Kemudian akan muncul sebuah halaman web seperti berikut :
Klik teks "Network" pada jendela sebelah kiri untuk mengatur tipe jaringan (Static IP / DHCP), main IP dari access point (IP local), dan subnet mask. Jika IP access point diubah dari IP default-nya, maka halaman web akan menghilang. Untuk menampilkannya kembali, ubah IP laptop sehingga menjadi se-network dengan IP access point yang baru. Setelah semua pengaturan selesai, klik Save. Contoh :
Setelah itu lakukan pengaturan
wireless dengan meng-klik teks Wireless pada jendela sebelah
kiri kemudian pilihWireless Setting.
Pengaturan yang perlu dilakukan adalah
pengaturan SSID(nama jaringan), Region, Channel (untuk
informasi mengenai channel wireless, klik disini), dan Mode.
Yang lainnya adalah pengaturan opsional (tergantung kebutuhan). Dalam hal ini
saya membuat nama jaringan (SSID) yaitu tujuh. Setelah semua pengaturan
selesai, klik Save. Contoh :
Setelah itu lakukan pengaturan untuk DHCP agar device yang
terkoneksi akan mendapatkan IP secara otomatis dari access point. Klik
teks DHCP pada jendela sebelah kiri, kemudian pilih DHCP
Settings. Dalam hal ini saya melakukan pengaturan range user sebanyak 10 client
dari 10.10.7.10 - 10.10.7.20. Setelah semua pengaturan selesai, klik Save.
Contoh :
Setelah semua pengaturan selesai diberikan, reboot access
point dengan meng-klik teks System Tools kemudian pilih Reboot.
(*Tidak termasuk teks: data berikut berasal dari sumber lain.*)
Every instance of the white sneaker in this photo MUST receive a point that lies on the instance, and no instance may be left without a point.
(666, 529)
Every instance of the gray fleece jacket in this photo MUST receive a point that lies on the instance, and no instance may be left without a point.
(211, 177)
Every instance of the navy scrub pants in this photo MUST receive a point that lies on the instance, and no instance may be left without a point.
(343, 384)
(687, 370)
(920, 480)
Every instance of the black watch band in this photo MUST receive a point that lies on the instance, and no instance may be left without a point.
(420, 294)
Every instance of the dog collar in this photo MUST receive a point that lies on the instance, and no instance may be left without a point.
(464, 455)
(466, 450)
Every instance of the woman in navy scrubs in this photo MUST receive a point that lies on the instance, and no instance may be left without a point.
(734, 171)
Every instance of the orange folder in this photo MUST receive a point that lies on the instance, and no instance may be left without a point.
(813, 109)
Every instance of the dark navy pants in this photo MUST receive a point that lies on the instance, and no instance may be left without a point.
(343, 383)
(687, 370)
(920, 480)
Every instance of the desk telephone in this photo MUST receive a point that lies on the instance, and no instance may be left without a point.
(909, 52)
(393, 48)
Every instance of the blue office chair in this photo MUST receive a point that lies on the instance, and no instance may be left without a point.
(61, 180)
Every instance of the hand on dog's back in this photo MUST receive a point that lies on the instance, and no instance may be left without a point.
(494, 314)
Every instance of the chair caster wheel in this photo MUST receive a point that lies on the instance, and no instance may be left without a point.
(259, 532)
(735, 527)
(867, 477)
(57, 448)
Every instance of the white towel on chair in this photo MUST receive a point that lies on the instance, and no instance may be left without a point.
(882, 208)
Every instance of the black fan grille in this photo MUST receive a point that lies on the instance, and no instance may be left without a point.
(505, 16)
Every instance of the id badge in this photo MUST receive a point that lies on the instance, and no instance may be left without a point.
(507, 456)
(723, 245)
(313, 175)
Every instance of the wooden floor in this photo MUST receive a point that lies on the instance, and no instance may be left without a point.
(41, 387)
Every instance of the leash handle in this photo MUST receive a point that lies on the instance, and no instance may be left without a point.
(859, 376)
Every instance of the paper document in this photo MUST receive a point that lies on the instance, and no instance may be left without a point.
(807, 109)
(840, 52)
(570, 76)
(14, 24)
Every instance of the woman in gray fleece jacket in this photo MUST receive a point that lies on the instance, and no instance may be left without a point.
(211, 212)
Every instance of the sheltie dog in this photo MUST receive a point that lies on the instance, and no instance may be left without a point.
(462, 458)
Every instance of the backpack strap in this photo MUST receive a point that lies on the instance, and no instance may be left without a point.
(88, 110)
Sistem access point akan restart dalam beberapa saat yang
diindikasikan oleh persentasi seperti gambar berikut :
Setelah proses restarting
selesai, maka selanjutnya adalah lakukan pengetesan jaringan access point yang
baru dibuat. Gunakan sebuah laptop lain untuk mengakses jaringan wireless
dengan nama tujuh. Kemudian lihatlah IP DHCP yang diperoleh laptop tersebut
selama terkoneksi dengan jaringan tujuh. Tentunya IP yang didapatkan akan
berada pada range 10.10.7.10 sampai 10.10.7.20.